You'd like to have something of the same modulus, because a high modulus material next to a low modulus material in a structure gives you a stress concentration. Not because of a notch, but just because of the differences in the materials. If I have a composite material with two very different moduluses, I end up with effectively a stress concentration. I get cracking and all kinds of problems. So metals people have known for years, metal screws as implants to screw bones together is a terrible design, but you need the strength of metals usually, okay.

So then you also many times have to remove that metal, you can't always leave it in there. And so you'd like— they had came up with resorbable [reservable] fixation devices, which is a medical term. I actually have a student who got a PhD here at MIT in materials but he went on to become an MD, and he tells me that becoming an MD is nothing more than learning the vocabulary, okay. Doctors talk to each other in a different language. It sounds very fancy, like "fixation devices," but if you learn what it means it's really also very simple, okay. They just, like, you know, they want to talk about the anterior and posterior, distal and proximal, okay. So they learn Latin once, big deal, okay.

But you'd like to have— they have resorbable polymers, but they've got some problems made of synthetics, because they can cause inflammation and the immune system can react to them. Turns out silk is not such a big problem, okay. And so using a natural product, and silk had been used in the body before, okay.
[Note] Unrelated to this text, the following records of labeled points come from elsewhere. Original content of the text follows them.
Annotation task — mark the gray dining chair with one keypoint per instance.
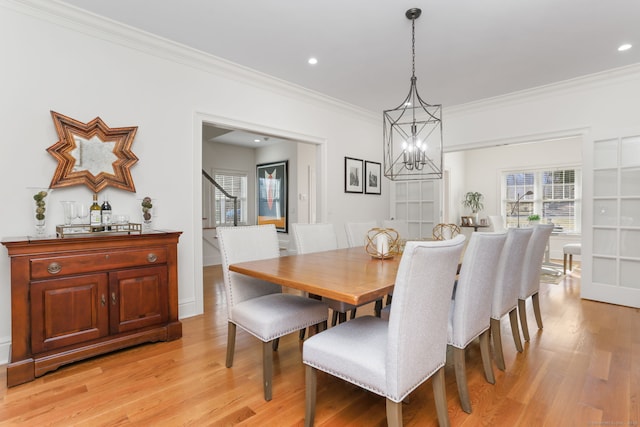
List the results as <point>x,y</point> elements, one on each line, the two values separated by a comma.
<point>530,284</point>
<point>392,358</point>
<point>471,307</point>
<point>257,306</point>
<point>505,292</point>
<point>311,238</point>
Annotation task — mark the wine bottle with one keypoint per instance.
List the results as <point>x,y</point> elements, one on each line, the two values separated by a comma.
<point>106,214</point>
<point>95,217</point>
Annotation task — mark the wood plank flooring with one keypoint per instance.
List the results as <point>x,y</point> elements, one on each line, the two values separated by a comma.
<point>582,369</point>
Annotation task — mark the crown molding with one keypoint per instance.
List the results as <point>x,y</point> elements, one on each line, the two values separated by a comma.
<point>589,81</point>
<point>106,29</point>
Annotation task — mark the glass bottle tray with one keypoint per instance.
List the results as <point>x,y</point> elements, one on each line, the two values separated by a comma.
<point>85,229</point>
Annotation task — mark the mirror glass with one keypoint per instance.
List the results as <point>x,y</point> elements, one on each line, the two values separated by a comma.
<point>92,154</point>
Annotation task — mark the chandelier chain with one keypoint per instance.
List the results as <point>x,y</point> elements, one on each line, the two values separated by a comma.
<point>413,47</point>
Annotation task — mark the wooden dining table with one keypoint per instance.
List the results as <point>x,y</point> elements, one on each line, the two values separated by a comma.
<point>350,275</point>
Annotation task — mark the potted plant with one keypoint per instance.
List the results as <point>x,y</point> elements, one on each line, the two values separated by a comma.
<point>473,201</point>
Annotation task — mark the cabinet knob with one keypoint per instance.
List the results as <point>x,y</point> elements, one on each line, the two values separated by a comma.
<point>54,268</point>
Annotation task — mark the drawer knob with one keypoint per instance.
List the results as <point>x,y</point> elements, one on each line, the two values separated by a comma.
<point>54,268</point>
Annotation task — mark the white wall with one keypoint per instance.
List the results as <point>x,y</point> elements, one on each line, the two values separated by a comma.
<point>482,170</point>
<point>84,67</point>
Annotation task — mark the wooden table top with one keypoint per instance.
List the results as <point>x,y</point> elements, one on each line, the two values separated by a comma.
<point>349,275</point>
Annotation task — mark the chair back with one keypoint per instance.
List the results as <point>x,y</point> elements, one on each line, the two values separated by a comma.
<point>471,308</point>
<point>533,260</point>
<point>497,223</point>
<point>314,237</point>
<point>357,232</point>
<point>240,244</point>
<point>445,231</point>
<point>417,334</point>
<point>400,225</point>
<point>505,292</point>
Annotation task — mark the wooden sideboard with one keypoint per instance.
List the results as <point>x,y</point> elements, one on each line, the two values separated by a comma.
<point>78,297</point>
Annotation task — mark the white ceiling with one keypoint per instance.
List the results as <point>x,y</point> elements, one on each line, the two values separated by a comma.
<point>466,50</point>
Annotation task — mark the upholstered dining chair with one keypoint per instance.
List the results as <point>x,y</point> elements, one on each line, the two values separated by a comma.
<point>497,223</point>
<point>257,306</point>
<point>445,231</point>
<point>530,284</point>
<point>471,307</point>
<point>317,238</point>
<point>357,232</point>
<point>387,357</point>
<point>505,292</point>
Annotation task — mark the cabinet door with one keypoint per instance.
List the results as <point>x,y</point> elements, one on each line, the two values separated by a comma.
<point>68,311</point>
<point>138,298</point>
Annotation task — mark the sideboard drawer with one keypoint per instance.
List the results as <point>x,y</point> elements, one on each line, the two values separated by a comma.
<point>63,265</point>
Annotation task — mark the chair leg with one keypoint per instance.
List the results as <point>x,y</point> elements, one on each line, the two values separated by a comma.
<point>342,317</point>
<point>394,413</point>
<point>459,364</point>
<point>440,396</point>
<point>486,357</point>
<point>497,343</point>
<point>231,343</point>
<point>311,381</point>
<point>334,318</point>
<point>377,308</point>
<point>522,312</point>
<point>535,299</point>
<point>515,329</point>
<point>267,368</point>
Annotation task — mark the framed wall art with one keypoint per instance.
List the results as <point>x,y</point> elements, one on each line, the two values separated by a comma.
<point>372,178</point>
<point>273,194</point>
<point>353,175</point>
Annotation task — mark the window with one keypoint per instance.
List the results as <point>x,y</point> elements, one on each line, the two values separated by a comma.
<point>555,197</point>
<point>236,185</point>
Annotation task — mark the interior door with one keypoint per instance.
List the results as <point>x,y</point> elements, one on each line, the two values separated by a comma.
<point>611,237</point>
<point>417,202</point>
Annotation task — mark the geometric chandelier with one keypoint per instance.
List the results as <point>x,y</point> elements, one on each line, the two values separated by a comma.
<point>413,131</point>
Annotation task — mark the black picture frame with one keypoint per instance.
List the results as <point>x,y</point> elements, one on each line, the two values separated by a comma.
<point>353,174</point>
<point>372,177</point>
<point>273,194</point>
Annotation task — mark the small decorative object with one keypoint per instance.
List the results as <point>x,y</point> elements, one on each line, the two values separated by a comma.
<point>70,211</point>
<point>40,210</point>
<point>147,212</point>
<point>383,243</point>
<point>473,201</point>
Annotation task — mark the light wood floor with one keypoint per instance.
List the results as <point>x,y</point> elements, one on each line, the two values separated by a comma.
<point>583,369</point>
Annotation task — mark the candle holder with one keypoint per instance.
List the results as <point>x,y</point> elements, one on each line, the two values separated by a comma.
<point>382,243</point>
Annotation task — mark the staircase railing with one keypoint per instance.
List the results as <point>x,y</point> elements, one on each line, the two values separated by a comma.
<point>227,195</point>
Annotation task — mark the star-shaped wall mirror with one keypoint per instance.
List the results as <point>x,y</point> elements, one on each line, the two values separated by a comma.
<point>92,154</point>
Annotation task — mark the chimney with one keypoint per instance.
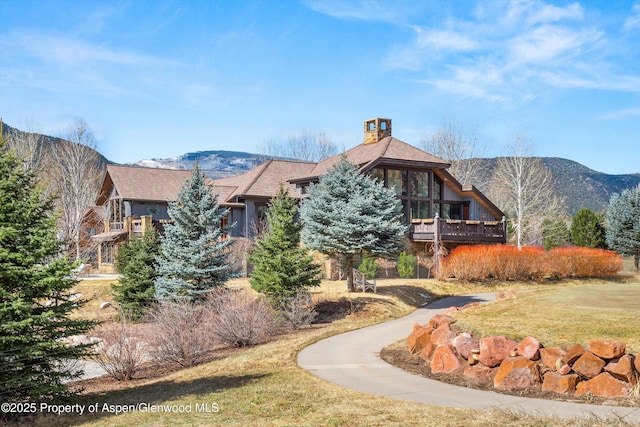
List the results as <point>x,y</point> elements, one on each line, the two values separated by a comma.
<point>376,129</point>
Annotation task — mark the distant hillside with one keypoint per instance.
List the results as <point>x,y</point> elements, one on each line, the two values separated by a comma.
<point>217,163</point>
<point>578,185</point>
<point>44,142</point>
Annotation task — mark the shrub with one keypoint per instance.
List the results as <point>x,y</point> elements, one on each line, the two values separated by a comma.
<point>369,267</point>
<point>505,262</point>
<point>181,332</point>
<point>240,319</point>
<point>299,310</point>
<point>120,353</point>
<point>406,265</point>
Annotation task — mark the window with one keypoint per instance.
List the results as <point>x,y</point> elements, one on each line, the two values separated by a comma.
<point>419,184</point>
<point>377,174</point>
<point>419,209</point>
<point>108,253</point>
<point>397,180</point>
<point>437,189</point>
<point>451,211</point>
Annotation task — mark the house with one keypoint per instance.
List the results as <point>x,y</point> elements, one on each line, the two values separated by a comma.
<point>437,208</point>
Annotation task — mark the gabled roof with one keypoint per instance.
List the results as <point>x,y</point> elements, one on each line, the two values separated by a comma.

So anyway, so these silk screws— um, the first article I saw on this — I can't remember where I saw it, was just this weekend — basically talked about using the screws in children's jaws. You know, get a— a fighter or something has broken jaw or something, and they put the bones together with, uh, silk screws, and the silk screws eventually just dissolve in the body after they've done their job holding the bone together so it will reattach. And then they just dissolve in the body and you don't have to go in there and cut the kid's face open again and things. And it matches— things if you have these different stiffness materials you run into some problems.

So let me just finish up— oh my gosh, I won't finish up, it's time to quit. Um, so on Thursday I'll be back and we'll talk about modulus versus cost and other material properties like strength and toughness, which are also critical to structural materials, okay.